# Important Model Evaluation Error Metrics
1. Confusion Matrix
2. Gain and Lift Chart
3. Kolmogorov Smirnov Chart
4. AUC – ROC
5. Gini Coefficient
6. Concordant – Discordant Ratio
7. Root Mean Squared Error
8. Cross Validation

The evaluation metrics used regression model (continuous output) or a classification model (nominal or binary output) are different.

In classification problems, we use two types of algorithms (dependent on the kind of output it creates):

1. Class output: Algorithms like SVM and KNN create a class output. For instance, in a binary classification problem, the outputs will be either 0 or 1. However, today we have algorithms which can convert these class outputs to probability. But these algorithms are not well accepted by the statistics community.
2. Probability output: Algorithms like Logistic Regression, Random Forest, Gradient Boosting, Adaboost etc. give probability outputs. Converting probability outputs to class output is just a matter of creating a threshold probability.

In regression problems, we do not have such inconsistencies in output. The output is always continuous in nature and requires no further treatment.

## 1. Confusion Matrix

A confusion matrix is an $N \times N$ matrix, where $N$ is the number of classes being predicted.

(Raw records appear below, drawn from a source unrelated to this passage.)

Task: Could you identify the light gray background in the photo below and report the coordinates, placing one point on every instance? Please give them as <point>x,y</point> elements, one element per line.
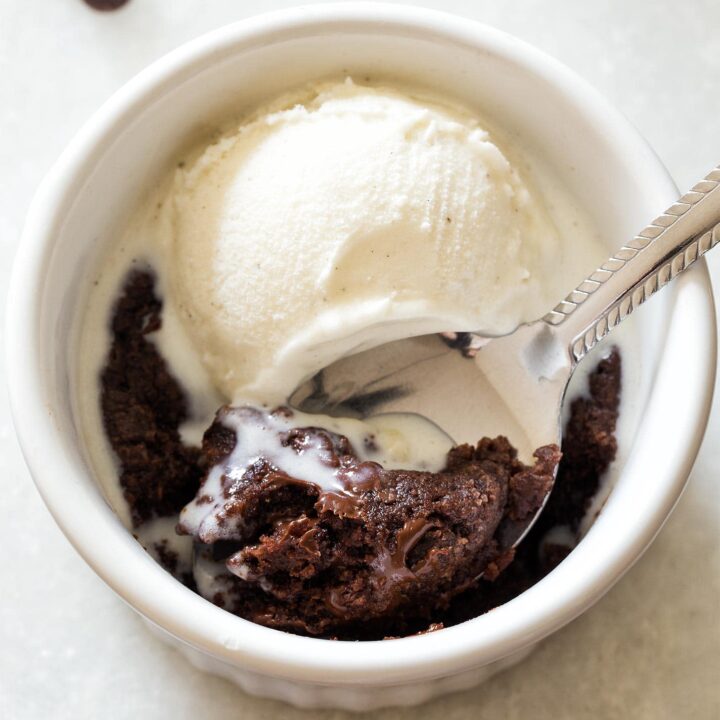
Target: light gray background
<point>70,649</point>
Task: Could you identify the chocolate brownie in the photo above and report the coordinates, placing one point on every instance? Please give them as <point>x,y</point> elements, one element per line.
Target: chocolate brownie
<point>143,407</point>
<point>380,550</point>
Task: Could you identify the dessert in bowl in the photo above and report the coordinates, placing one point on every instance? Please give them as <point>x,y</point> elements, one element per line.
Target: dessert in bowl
<point>579,155</point>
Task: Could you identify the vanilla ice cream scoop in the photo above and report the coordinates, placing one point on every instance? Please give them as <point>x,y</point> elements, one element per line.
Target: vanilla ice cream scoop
<point>357,216</point>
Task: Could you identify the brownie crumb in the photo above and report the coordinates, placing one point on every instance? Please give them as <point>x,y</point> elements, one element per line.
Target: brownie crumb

## 2. Gain and Lift charts

Gain and Lift chart are mainly concerned to check the rank ordering of the probabilities. Here are the steps to build a Lift/Gain chart:

Step 1 : Calculate probability for each observation

Step 2 : Rank these probabilities in decreasing order.

Step 3 : Build deciles with each group having almost 10% of the observations.

Step 4 : Calculate the response rate at each deciles for Good (Responders), Bad (Non-responders) and total.

http://www2.cs.uregina.ca/~dbd/cs831/notes/lift_chart/lift_chart.html

## 3. Kolomogorov Smirnov chart

K-S or Kolmogorov-Smirnov chart measures performance of classification models. More accurately, K-S is a measure of the degree of separation between the positive and negative distributions. The K-S is 100, if the scores partition the population into two separate groups in which one group contains all the positives and the other all the negatives.

## 4. Area Under the ROC curve (AUC – ROC)

The biggest advantage of using ROC curve is that it is independent of the change in proportion of responders.

The ROC curve is the plot between sensitivity and (1- specificity). (1- specificity) is also known as false positive rate and sensitivity is also known as True Positive rate. Following is the ROC curve for the case in hand.

Lift is dependent on total response rate of the population. Hence, if the response rate of the population changes, the same model will give a different lift chart. A solution to this concern can be true lift chart (finding the ratio of lift and perfect model lift at each decile). But such ratio rarely makes sense for the business.

ROC curve on the other hand is almost independent of the response rate. This is because it has the two axis coming out from columnar calculations of confusion matrix. The numerator and denominator of both x and y axis will change on similar scale in case of response rate shift.

## 5. Gini Coefficient

Gini coefficient is sometimes used in classification problems. Gini coefficient can be straigh away derived from the AUC ROC number. Gini is nothing but ratio between area between the ROC curve and the diagnol line & the area of the above triangle. Following is the formulae used :

Gini = 2*AUC – 1

## 6. Concordant – Discordant ratio

This is again one of the most important metric for any classification predictions problem.

## 7. Root Mean Squared Error (RMSE)

RMSE is the most popular evaluation metric used in regression problems. It follows an assumption that error are unbiased and follow a normal distribution. Here are the key points to consider on RMSE:

1. The power of ‘square root’  empowers this metric to show large number deviations.
2. The ‘squared’ nature of this metric helps to deliver more robust results which prevents cancelling the positive and negative error values. In other words, this metric aptly displays the plausible magnitude of error term.
3. It avoids the use of absolute error values which is highly undesirable in mathematical calculations.
4. When we have more samples, reconstructing the error distribution using RMSE is considered to be more reliable.
5. RMSE is highly affected by outlier values. Hence, make sure you’ve removed outliers from your data set prior to using this metric.
6. As compared to mean absolute error, RMSE gives higher weightage and punishes large errors.

## 8. Cross Validation

Cross Validation is one of the most important concepts in any type of data modelling. It simply says, try to leave a sample on which you do not train the model and test the model on this sample before finalizing the model.

k-fold cross validation is widely used to check whether a model is an overfit or not. If the performance metrics at each of the k times modelling are close to each other and the mean of metric is highest. 

Generally a value of k = 10 is recommended for most purpose.